Just like with our TCP client earlier in the chapter, we can perform some basic validation of our code with netcat. We’ll again open a listening socket with nc -v -l 127.0.0.1 8081, then connect to it with our client like this:
| | $ ./target/scala-2.11/httpclient-out 127.0.0.1 8081 / |
| | looking up address: 127.0.0.1 port: 8081 |
| | about to perform lookup |
| | lookup returned 0 |
| | got addrinfo: flags 2, family 0, socktype 1, protocol 6 |
| | creating socket |
| | socket returned fd 3 |
| | connecting |
| | connect returned 0 |
| | wrote request |
| | reading status line? |
It will then hang to await a response. And then on the server we’ll see this (as long as we made sure to start the server first):
| | $ nc -v -l 127.0.0.1 8081 |
| | GET / HTTP/1.1 |
| | Host: 127.0.0.1 |
Because netcat isn’t an HTTP server, it won’t give any kind of response on its own, and the client should just hang while awaiting an answer to its request. That said, the request itself looks to be formatted correctly. If we were to paste in a placeholder response in the netcat window, we could test out the header and response parsing a bit—but I think we’re ready to test this with a real website. Let’s try www.example.com again:
| | $ ./target/scala-2.11/httpclient-out www.example.com 80 / |
| | <html> |
| | <head> |
| | <title>Example Domain</title> |
| | ... |
| | </head> |
| | |
| | <body> |
| | <div> |
| | <h1>Example Domain</h1> |
| | <p>This domain is established to be used for illustrative examples ... |
| | domain in examples without prior coordination or asking for permission.</p> |
| | <p><a href="http://www.iana.org/domains/example">More information...</a></p> |
| | </div> |
| | </body> |
| | </html> |
Woohoo! Some celebration is in order. We now have a simple HTTP client that can make requests to many common web servers. But as we noted at the beginning of this section, HTTP is a large specification, and there are some cases we haven’t handled:
Messages using chunked transfer, in which the length of the response is included in the body.

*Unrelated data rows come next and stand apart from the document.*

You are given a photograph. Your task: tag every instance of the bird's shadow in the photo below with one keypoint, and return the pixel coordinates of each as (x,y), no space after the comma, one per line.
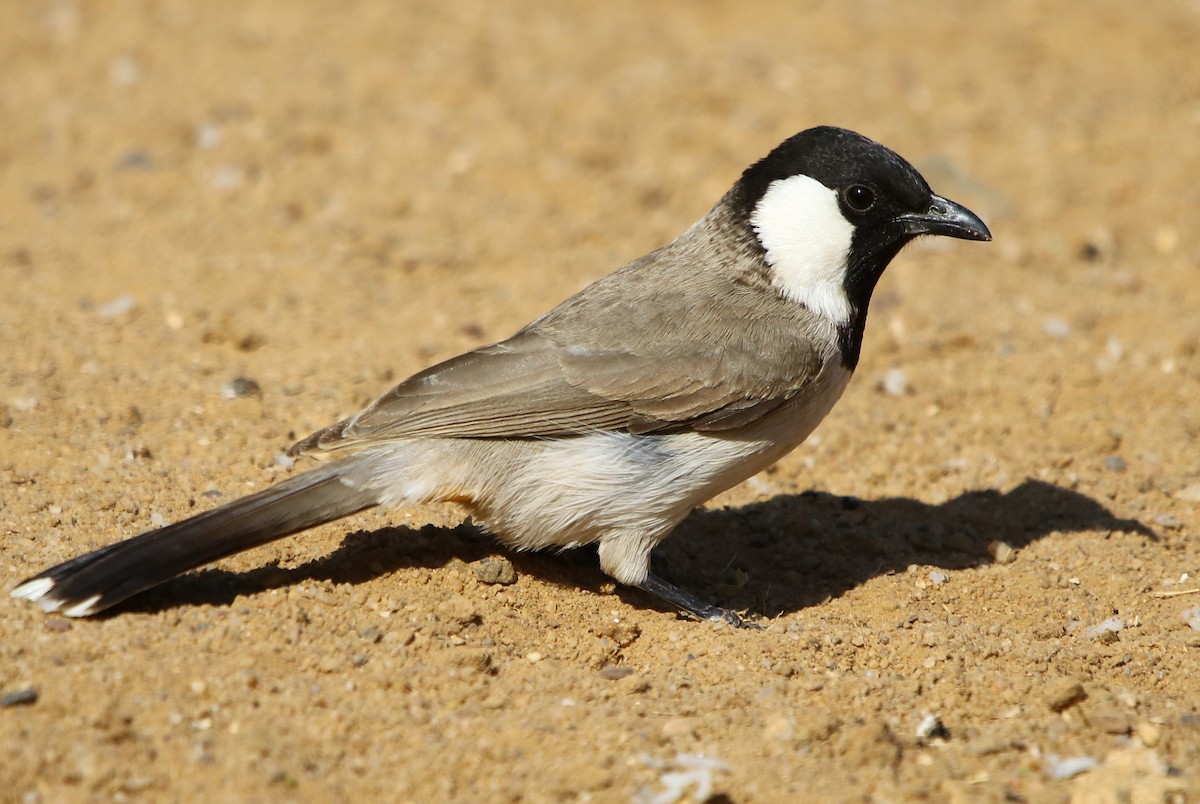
(771,558)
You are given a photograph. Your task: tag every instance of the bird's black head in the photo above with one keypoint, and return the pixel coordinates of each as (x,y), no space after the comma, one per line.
(831,209)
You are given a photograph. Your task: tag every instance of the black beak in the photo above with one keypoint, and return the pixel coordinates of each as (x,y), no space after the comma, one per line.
(947,219)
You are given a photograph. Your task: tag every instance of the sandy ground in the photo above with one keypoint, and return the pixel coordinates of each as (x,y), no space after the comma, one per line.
(976,576)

Messages without a content length indication at all.
Message pipelining, with multiple request/responses on a single persistent connection.
None of these are especially difficult to implement, but they aren’t very interesting, either, so I’ve included them in the code for this chapter. On the other hand, if you try out the client on a few sites in the wild, you’re likely to encounter something like this, from http://pragprog.com:
| | HTTP/1.1 302 Found |
| | Content-Type: text/html; charset=utf-8 |
| | Date: Sat, 03 Feb 2018 18:44:15 GMT |
| | Location: https://pragprog.com/ |
| | Server: nginx + Phusion Passenger 5.0.27 |
| | Status: 302 Found |
| | X-Powered-By: Phusion Passenger 5.0.27 |
| | X-Request-Id: 810d84407858b4561fc170afd8588aff |
| | X-Runtime: 0.004691 |
| | X-UA-Compatible: IE=Edge,chrome=1 |
| | Content-Length: 87 |
| | Connection: keep-alive |
This is a valid HTTP response, containing a 302 Found message, which is redirecting us to https://pragprog.com. Note the protocol in the URL: like more and more of the public internet, Pragmatic’s main site has switched entirely from HTTP to HTTPS.
In some ways, HTTPS is a misnomer, because it’s not a separate application protocol at all. The content and structure of HTTPS is identical to HTTP; the only thing that is different is that a cryptographic protocol, TLS (Transport Layer Security) is inserted seamlessly on top of the TCP transport. TLS encrypts all communication between the client and the server, but it behaves just like a plain TCP socket from the point of view of application code.
As more and more of the business of daily life is conducted over the web, this sort of robust and ubiquitous encryption is essential for privacy and safety. Encryption is notoriously difficult to get right, and even experts may make errors in implementation or specification that can leak sensitive information to attackers; and for that reason I cannot recommend implementing it oneself.
Fortunately, we have many resources at our disposal if we want to support secure communication in our Scala Native programs. As you saw back in Chapter 1, The Basics: Input and Output, Scala Native has powerful facilities for invoking external C code, and there are many high-quality libraries available to us. For example, libsodium[22] provides high-quality cryptographic primitives, mbed TLS[23] offers a fully featured TLS connection library, and libcurl[24] provides a full-featured, high-performance HTTP/HTTPS client. Later in this book we’ll look at how to work with these C libraries in our Scala Native code. But first, we’re going to take a deep dive into Scala Native’s memory management and allocation capabilities so that we have the full complement of techniques necessary for working with idiomatic C code.